The sky was angry Thursday night at Truist Park, the sticky humidity segueing into a deluge of rain as Def Leppard sang its second song “Fire It Up.” Lightning and thunder in the distance added an element of drama.
However, Atlanta’s own Zac Brown Band found much friendlier climes when they arrived at Truist 24 hours later. The ballpark had just experienced brief showers and a welcome drop in temperature into the 70s. Humidity lifted, the sun returned and a kind breeze gave the near sold-out crowd a gentle nudge as Brown showed off his Atlanta Braves World Series ring gifted to him by the team.
The band, over two-and-a-half hours, proceeded to offer up a three-act set list encompassing most of their greatest hits, a smattering of new cuts from “The Comeback” album and a delightful smorgasbord of cover tunes from the 1970s to today. Their professionalism and boisterous energy never let up from beginning to end.

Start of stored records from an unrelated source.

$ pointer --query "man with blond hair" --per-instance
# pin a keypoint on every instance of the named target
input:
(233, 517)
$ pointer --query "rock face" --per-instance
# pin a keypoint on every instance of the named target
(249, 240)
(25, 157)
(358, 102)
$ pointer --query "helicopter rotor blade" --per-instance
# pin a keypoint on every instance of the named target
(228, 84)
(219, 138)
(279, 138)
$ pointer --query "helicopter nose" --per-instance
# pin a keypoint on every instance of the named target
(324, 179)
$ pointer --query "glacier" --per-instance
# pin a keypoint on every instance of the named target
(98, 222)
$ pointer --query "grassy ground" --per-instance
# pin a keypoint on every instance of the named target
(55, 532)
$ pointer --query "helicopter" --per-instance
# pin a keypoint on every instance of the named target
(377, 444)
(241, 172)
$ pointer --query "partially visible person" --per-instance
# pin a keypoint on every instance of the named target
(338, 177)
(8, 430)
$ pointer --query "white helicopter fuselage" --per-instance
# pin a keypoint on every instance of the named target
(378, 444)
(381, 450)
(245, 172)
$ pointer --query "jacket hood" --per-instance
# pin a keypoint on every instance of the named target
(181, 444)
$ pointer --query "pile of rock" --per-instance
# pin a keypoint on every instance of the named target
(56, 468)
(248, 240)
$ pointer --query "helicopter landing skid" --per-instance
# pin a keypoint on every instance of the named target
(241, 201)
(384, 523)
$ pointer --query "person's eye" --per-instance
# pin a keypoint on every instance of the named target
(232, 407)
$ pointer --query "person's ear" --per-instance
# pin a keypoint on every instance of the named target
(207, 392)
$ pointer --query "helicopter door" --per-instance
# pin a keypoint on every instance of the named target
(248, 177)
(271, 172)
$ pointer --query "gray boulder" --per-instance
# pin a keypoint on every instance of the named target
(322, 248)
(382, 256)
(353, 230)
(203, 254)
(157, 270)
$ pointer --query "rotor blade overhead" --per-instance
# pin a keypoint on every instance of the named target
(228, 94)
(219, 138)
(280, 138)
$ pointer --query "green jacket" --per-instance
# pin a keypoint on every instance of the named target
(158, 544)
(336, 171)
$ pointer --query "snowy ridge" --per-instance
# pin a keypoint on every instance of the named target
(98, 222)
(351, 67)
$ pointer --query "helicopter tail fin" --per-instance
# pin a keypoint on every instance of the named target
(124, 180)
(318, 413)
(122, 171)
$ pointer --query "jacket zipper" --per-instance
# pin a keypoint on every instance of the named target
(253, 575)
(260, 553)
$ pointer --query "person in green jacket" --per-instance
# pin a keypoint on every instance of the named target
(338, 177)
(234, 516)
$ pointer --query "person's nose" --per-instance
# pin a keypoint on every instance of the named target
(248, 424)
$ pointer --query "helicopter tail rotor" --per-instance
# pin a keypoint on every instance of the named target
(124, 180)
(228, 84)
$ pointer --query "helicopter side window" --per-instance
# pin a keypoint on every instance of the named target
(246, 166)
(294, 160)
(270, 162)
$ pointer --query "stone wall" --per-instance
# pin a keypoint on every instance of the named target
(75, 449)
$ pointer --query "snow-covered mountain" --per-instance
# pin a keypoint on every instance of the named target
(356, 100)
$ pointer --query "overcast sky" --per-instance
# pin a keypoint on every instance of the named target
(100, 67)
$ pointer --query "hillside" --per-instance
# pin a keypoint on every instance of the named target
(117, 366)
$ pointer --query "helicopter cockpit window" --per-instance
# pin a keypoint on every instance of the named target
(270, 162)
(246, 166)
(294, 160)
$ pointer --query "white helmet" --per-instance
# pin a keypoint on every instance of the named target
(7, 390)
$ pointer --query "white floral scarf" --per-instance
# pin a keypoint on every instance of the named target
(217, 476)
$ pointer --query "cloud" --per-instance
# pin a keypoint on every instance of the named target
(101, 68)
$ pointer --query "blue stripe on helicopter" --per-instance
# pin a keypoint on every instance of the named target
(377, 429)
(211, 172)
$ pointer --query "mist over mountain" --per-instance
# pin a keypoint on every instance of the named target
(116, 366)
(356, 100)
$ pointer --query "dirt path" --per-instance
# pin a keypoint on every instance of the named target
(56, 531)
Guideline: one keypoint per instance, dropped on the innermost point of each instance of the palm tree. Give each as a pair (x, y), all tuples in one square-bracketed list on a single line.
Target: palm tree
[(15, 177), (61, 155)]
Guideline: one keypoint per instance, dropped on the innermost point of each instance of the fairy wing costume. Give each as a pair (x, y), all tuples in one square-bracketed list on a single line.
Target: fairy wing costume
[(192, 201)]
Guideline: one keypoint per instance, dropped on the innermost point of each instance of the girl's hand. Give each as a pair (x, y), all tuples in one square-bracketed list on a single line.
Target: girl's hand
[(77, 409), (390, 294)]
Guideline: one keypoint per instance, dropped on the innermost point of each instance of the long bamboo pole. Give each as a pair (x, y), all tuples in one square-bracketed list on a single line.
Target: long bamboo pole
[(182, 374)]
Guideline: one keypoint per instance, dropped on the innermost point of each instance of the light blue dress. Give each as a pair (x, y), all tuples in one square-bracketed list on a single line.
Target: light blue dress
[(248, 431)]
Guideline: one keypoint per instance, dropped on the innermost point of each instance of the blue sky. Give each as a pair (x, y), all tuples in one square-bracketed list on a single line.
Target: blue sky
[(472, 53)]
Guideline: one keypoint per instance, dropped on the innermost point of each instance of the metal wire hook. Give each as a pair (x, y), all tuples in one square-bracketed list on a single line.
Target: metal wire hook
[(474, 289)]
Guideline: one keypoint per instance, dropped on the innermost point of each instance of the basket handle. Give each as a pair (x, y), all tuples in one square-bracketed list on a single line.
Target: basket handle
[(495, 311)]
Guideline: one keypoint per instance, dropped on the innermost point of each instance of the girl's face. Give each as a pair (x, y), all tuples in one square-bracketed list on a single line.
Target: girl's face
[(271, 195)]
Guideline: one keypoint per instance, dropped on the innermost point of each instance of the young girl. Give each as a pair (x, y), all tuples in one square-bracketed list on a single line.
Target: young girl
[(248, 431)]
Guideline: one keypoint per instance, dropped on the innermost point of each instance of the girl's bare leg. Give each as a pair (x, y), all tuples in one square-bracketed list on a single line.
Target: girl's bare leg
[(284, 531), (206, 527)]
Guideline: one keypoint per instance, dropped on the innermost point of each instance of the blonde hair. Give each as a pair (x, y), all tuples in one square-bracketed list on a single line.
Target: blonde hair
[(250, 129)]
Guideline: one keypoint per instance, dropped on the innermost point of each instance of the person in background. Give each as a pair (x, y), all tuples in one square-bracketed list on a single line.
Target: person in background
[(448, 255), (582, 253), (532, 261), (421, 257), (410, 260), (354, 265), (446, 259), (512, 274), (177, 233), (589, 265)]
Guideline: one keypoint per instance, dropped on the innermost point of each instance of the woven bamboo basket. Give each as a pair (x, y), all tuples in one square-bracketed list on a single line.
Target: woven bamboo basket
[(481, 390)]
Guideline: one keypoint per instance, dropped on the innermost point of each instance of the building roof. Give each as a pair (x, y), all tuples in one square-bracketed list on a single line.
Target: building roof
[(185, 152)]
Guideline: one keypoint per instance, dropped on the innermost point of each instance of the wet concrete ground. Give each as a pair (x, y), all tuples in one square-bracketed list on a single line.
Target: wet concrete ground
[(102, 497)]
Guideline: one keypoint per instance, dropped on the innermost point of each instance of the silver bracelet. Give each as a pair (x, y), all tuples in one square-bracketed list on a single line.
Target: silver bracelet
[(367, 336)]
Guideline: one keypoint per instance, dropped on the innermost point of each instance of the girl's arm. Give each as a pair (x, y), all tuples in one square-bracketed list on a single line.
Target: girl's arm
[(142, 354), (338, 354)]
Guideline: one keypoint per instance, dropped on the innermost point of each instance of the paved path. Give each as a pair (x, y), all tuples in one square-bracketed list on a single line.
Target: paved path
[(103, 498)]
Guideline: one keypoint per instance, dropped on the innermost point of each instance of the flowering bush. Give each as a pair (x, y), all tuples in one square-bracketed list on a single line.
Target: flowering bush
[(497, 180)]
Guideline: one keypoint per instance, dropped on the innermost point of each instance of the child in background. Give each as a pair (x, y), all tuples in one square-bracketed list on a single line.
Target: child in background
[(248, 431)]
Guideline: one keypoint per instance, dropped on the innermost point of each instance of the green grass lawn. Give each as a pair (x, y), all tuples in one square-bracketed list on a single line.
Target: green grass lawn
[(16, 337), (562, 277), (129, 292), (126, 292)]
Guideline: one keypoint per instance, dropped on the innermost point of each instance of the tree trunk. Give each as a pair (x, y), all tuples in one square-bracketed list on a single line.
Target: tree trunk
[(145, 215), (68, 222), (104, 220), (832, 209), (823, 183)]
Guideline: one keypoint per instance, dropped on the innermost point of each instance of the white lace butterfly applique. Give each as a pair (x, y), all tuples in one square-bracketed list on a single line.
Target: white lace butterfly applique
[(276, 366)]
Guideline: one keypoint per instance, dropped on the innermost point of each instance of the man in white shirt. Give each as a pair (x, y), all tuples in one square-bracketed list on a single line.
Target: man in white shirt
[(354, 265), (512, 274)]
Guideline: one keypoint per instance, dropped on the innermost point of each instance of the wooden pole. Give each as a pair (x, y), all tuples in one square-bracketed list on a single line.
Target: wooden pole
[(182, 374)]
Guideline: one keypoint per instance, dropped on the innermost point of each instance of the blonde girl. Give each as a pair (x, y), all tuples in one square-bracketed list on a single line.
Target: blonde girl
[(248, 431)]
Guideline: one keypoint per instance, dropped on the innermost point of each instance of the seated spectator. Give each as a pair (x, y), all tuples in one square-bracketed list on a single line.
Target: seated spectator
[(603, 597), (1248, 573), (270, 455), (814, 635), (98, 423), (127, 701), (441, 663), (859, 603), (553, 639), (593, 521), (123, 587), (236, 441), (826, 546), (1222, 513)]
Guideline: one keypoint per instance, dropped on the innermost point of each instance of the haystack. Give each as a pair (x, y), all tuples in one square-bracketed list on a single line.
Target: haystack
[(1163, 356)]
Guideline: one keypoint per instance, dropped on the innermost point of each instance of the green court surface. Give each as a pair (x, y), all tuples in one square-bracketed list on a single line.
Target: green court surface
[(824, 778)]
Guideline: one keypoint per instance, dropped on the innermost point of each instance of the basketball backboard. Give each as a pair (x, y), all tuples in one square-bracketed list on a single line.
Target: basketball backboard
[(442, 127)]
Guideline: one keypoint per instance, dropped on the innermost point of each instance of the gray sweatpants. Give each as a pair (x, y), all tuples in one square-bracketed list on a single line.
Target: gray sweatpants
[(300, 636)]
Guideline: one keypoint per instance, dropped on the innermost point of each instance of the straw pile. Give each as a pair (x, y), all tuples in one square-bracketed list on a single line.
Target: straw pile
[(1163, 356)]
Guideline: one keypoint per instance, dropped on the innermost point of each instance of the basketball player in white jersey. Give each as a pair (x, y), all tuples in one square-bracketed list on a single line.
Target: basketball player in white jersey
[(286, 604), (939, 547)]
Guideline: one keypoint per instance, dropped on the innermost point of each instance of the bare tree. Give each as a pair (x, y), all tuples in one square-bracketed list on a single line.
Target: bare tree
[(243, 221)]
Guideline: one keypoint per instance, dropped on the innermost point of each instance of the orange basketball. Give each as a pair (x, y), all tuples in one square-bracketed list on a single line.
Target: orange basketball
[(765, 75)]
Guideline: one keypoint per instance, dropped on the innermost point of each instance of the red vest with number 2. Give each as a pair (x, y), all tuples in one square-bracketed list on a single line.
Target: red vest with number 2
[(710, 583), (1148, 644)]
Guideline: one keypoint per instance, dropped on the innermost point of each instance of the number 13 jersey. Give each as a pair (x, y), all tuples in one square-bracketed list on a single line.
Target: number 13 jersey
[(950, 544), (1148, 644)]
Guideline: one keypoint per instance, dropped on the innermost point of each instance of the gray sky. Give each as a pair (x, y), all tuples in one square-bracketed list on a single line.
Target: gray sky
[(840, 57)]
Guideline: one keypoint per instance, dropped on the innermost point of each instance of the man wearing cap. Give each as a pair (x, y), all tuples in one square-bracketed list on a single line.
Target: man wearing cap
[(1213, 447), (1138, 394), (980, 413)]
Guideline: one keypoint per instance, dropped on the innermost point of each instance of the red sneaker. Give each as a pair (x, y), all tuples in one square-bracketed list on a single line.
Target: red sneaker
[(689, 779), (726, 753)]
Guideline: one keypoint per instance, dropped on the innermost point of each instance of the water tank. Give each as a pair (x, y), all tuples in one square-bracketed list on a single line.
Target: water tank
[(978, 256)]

“We’ll take you on a journey of the band,” said Brown, in a tight Iron Maiden sleeveless shirt that showed off his elaborately tatted arms.
The opening seven songs were performed on a stage transformed into a small bar like the ones they used to play incessantly for years before their big label debut that introduced the world to “Chicken Fried” in 2008, a song that led to a raft of other hits that turned them into the crowd-pleasing arena act they are today.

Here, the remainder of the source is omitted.